La “discesa in campo” di Parisi, avvenuta dalle colonne della Stampa che lo ha intervistato, racconta di un uomo caparbio che vuole prendersi il centrodestra. Promette il suo no al referendum costituzionale, invita Renzi a non dimettersi in caso di sconfitta, invita il centrodestra a riunirsi in una kermesse dei moderati. Un vero e proprio leader in pectore, forse sobillato da Berlusconi e dal “partito Mediaset”, dalla figlia Marina a Fedele Confalonieri, preoccupati per una crisi di FI e dei soci politici apparentemente incapaci di sopravvivere senza l’ex Cavaliere. La mossa di Parisi, sugellata dall’investitura ufficiosa avvenuta ad Arcore, ha scosso FI, fino ad una frattura tra un centro e una destra: da una parte quanti vogliono rispolverare il mito liberale e moderato di un’alleanza popolare, dall’altra i lepenisti, che all’asse con Lega Nord e Fratelli d’Italia non vogliono proprio rinunciare.
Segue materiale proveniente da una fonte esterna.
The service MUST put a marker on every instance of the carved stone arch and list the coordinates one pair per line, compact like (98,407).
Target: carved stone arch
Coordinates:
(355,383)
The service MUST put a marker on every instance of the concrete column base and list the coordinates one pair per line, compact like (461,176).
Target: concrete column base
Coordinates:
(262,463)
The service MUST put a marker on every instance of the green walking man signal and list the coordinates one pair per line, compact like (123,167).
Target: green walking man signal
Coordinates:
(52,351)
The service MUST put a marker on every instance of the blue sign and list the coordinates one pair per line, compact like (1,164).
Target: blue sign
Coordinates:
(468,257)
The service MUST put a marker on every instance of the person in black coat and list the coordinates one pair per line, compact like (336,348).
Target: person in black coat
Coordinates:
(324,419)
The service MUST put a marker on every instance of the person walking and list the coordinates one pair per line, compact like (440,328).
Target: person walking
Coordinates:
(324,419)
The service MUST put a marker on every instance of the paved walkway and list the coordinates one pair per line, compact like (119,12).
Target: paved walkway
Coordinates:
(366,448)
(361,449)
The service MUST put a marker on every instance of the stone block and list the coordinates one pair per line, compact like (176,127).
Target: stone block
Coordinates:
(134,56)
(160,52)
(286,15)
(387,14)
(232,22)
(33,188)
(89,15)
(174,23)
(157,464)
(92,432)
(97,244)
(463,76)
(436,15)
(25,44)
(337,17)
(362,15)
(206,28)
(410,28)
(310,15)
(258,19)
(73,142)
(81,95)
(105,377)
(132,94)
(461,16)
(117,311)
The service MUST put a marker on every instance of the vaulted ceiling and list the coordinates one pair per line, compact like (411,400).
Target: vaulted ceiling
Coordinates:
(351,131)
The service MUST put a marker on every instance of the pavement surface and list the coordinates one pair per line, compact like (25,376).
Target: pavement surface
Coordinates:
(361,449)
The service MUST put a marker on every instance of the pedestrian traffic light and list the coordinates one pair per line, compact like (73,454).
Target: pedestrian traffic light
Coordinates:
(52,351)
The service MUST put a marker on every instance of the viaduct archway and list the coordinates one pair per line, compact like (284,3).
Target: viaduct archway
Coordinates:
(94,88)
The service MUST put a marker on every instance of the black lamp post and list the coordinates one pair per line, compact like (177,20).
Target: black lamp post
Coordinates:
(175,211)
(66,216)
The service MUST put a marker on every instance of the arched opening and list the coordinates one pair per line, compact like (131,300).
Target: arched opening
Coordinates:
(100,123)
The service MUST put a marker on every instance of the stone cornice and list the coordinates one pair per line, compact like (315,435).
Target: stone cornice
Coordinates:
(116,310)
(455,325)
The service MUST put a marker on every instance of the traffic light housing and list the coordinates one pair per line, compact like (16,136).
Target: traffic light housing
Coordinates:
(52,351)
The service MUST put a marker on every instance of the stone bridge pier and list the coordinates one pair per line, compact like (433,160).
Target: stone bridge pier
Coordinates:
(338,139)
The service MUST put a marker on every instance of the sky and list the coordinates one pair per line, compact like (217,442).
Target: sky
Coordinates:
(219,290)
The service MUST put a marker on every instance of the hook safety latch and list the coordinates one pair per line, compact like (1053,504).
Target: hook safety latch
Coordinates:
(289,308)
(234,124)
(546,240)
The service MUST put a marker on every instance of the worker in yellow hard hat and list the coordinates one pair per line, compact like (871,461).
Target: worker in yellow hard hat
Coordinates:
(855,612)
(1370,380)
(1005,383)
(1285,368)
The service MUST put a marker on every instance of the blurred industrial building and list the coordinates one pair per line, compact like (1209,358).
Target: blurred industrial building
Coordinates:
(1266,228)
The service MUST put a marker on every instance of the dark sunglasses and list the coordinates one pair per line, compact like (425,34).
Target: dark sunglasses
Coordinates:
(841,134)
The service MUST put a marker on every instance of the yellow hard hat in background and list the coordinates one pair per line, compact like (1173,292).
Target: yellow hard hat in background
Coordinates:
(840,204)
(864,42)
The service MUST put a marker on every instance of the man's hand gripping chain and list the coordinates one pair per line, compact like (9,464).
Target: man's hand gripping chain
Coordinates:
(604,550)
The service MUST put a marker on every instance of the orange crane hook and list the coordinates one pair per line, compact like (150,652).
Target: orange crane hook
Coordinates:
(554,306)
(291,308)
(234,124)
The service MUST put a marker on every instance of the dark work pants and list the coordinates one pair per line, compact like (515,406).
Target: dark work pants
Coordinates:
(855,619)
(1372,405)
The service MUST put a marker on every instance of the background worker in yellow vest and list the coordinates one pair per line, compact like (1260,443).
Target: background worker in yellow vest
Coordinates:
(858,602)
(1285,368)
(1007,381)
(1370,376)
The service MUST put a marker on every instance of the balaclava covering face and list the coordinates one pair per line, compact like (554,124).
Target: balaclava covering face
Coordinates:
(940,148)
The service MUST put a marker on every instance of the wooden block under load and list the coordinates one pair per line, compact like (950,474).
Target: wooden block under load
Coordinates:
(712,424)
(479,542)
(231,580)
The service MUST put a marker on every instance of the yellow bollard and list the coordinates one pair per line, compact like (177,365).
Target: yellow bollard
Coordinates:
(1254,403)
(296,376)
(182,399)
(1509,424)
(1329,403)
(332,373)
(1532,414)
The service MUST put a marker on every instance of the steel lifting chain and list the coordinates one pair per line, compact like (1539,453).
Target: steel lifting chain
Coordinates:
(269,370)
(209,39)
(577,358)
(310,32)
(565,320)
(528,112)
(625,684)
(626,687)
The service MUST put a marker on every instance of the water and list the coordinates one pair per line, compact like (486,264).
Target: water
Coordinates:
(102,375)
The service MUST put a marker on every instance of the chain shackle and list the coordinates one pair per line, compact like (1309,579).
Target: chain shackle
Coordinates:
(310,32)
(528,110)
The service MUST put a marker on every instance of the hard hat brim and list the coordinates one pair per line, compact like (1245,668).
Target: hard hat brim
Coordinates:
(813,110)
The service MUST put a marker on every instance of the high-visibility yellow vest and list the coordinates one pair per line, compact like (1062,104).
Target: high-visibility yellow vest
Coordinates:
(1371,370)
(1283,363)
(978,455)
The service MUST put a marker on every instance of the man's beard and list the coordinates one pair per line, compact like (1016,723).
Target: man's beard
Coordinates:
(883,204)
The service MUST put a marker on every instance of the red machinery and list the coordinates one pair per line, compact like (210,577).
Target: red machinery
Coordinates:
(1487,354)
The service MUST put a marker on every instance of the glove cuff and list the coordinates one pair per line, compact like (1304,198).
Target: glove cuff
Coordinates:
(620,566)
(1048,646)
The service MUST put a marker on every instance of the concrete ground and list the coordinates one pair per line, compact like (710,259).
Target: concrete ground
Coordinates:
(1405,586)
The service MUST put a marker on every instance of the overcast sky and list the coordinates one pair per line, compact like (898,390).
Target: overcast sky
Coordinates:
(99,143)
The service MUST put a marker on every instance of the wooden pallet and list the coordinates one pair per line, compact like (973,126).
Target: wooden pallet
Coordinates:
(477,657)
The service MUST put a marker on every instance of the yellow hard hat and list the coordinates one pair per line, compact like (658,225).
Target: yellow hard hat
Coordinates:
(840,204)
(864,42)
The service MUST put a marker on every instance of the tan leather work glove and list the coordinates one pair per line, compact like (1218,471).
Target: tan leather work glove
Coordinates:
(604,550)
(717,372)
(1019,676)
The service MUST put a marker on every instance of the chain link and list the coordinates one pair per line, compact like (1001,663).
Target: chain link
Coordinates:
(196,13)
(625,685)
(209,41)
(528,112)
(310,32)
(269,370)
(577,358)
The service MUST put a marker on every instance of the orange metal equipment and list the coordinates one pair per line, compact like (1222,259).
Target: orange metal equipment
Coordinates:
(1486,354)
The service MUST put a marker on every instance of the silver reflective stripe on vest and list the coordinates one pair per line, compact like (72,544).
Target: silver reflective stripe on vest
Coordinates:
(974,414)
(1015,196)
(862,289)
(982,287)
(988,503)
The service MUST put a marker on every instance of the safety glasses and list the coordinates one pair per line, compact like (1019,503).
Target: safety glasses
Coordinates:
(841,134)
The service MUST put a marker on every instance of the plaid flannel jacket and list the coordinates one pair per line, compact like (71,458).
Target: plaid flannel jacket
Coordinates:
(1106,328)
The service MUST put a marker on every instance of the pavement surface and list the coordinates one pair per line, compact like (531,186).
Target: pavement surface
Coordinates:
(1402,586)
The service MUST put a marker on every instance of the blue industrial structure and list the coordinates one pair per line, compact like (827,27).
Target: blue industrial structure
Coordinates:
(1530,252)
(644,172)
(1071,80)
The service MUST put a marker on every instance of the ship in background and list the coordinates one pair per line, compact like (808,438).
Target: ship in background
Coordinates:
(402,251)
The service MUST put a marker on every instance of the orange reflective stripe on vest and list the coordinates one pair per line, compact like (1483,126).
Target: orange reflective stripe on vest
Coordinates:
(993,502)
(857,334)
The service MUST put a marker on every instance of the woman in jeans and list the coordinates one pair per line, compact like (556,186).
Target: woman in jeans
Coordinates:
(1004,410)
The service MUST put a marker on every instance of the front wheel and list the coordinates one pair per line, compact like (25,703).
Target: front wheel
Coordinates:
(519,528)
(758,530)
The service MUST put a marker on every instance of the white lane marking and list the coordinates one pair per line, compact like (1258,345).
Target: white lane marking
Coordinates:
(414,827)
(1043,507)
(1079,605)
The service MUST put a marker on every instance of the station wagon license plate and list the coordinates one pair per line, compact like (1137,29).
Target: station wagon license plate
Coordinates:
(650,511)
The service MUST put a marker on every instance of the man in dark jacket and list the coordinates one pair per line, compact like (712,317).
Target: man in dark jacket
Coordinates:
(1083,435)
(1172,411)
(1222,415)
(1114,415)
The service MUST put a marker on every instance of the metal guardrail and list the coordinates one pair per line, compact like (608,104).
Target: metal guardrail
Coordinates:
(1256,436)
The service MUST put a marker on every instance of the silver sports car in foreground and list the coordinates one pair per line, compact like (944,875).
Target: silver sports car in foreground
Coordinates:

Dall’estinzione del Patto del Nazareno il baricentro di FI si è inclinato verso la destra lepenista di Salvini e Meloni. La rincorsa dei populismi leghista e grillino ha fatto sì che FI smarrisse il ruolo di partito guida del centrodestra, permettendo che fossero gli altri a dettare i tempi e i temi della propaganda. Come testimonia il voto di Torino e Roma, ad oggi è il M5S la più valida alternativa per gli elettori forzisti. La leadership di Parisi potrebbe tamponare l’emorragia, e irrorare nelle flaccide membra del berlusconismo energie per una nuova proposta politica. Un ritorno alle origini liberali del movimento, esaltate dall’estrazione manageriale di un candidato accattivante, ripristinerebbe intorno al partito quell’aurea di credibilità politica smarrita da tempo. Ma quanti hanno goduto dei frutti della rottura dell’accordo tra Renzi e Berlusconi, e della nascita di un disorganizzato fronte reazionario, oggi guardano con sospetto al progetto di Parisi.

Dentro Alfano, fuori Salvini. Questa potrebbe essere in sintesi estrema il nodo gordiano dell’offerta politica di Parisi. Si allarga la collaborazione di coalizione a quelle forze popolari con esperienza governativa – Ncd, Udc, verdiniani e magari qualche ex montiano alla Enrico Zanetti -, mentre si escludono quanti preferiscono la protesta alla proposta. Dentro Forza Italia, invece, tabula rasa: azzeramento dei dirigenti, ripensamento della strategia ideologica ed organizzativa. I “colonnelli”, baluardi del populismo forzista dell’ultimo anno e mezzo, non sono entusiasti. Giovanni Toti si mostra freddo all’ipotesi di una rottamazione e considera portante l’asse con Salvini e la Meloni, lo stesso che gli ha garantito la conquista della regione Liguria. Renato Brunetta, portavoce dell’antirenzismo in FI, rifiuta l’opa di Parisi. L’homo novus spaventa i rappresentanti consolidati del partito, ma anche al di fuori dei confini del partito berlusconiano c’è chi osserva con preoccupazione l’intraprendenza di Parisi.

Parisi sa di non poter fare a meno della Lega Nord, che ad oggi detiene una percentuale determinante dentro al centrodestra. Tuttavia non pare disponibile a scendere nuovamente a compromessi con Salvini. Durante la campagna elettorale a Milano, spesso l’ex a.d. di Fastweb si è ritrovato sul posizioni opposte al leader della Lega; allora ha dovuto ingoiare il rospo, garantendo a Salvini visibilità e libertà d’azione. Parisi immagina per FI un futuro quale partito che sappia influenzare gli alleati, e non più ostaggio delle frange più estremiste. E in effetti Salvini si è detto nient’affatto entusiasta del manager, considerato l’esito dell’esperienza milanese. Ma il segretario del Carroccio deve prestare attenzione alle mosse dell’ex candidato sindaco, perché i risultati della Lega alle amministrative di giugno e la sua tendenza a scadere nelle più becere polemiche stanno creando più di un imbarazzo, in FI ma pure nella Lega Nord:Roberto Maroni è stato tra i primi a salutare con curiosità l’investitura di Parisi.